Why Literature Can Save Us

By Richard Bausch

Our title is, of course, a problem. “Why Literature Can Save Us.” And of course the problem is one of definition: what those words mean. What is literature and what constitutes salvation?

So I’ll begin with a brief surface definition of the terms, since we probably all have our own and various ideas about what is contained in the phrase. We know the word literature comes from the Latin plural litterae, which means “letters.” And we know that the meaning of salvation is almost as various as the kinds of people we may encounter. I believe the sense I intend will become evident as we proceed; but I should say at the beginning that I am not talking about salvation from near or present dangers, or threats to our safety. At least not directly. Emily Dickinson says we should “tell it slant,” and so this is what I will attempt to do.

There is a form of imaginative genius present in every act of mercy. I believe that if the person who has the power to destroy another life can be given the ability, the gift, of seeing the reality of that life beyond abstraction, of making the leap of imagination that gives forth a sense of the other completely, free of concept, then killing can stop and peace can begin. I know that I’m not the first to say that violence steals not only the life of the victim but the life and being of the killer as well. Yet violence is more than the violent act itself; that is only a result, and paradoxically, like beauty, it belongs to the world of effect. Violence is more than the moment of its eruption; it exists like a fog through which we strive to see each other, in the air and in the breathing and dreaming and speech we are born and raised in, and it is having its impact on us long before it becomes the actions we see in the world.

For me, the greatest hedge against that evil has always been the power to imagine the other. To enter into the reality of the other. And literature is, isn’t it, an exploration of and confrontation with the other. My father had a thing he used to say to us when we were growing up, and it is so simple: “Everybody, one at a time.” He explained that the idea was not to make any assumptions about the people we would come into contact with in our lives — not to believe or be influenced by the stereotypes and prejudices of life in the world, but to see each person first as an individual someone: everybody, one at a time.

I think this is the basis for all good fiction, no matter who produces it.
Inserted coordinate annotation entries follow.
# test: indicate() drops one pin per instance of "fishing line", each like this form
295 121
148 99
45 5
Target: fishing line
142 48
I believe that the thing that connects every writer who is interested in the truth, every writer who is determined to tell truly not just what it is in his own heart, but what he sees in the heart of experience, is that the emotional truth and felt life that he finds in the writing of a good story breaks down the walls between people, obliterates the assumptions and falsities in how we see the other. Flattens the barriers of culture, and closes the divide between young and old. He knows that if the story is good, it will have this effect. And though he can never know whether or not it will find its way into the general mind, he hopes it is good enough to always have this effect for who ever may come upon it, wherever they may be. In any case, trying to be clear, and to be truthful, he partakes of the great miracle that defines all of us as human.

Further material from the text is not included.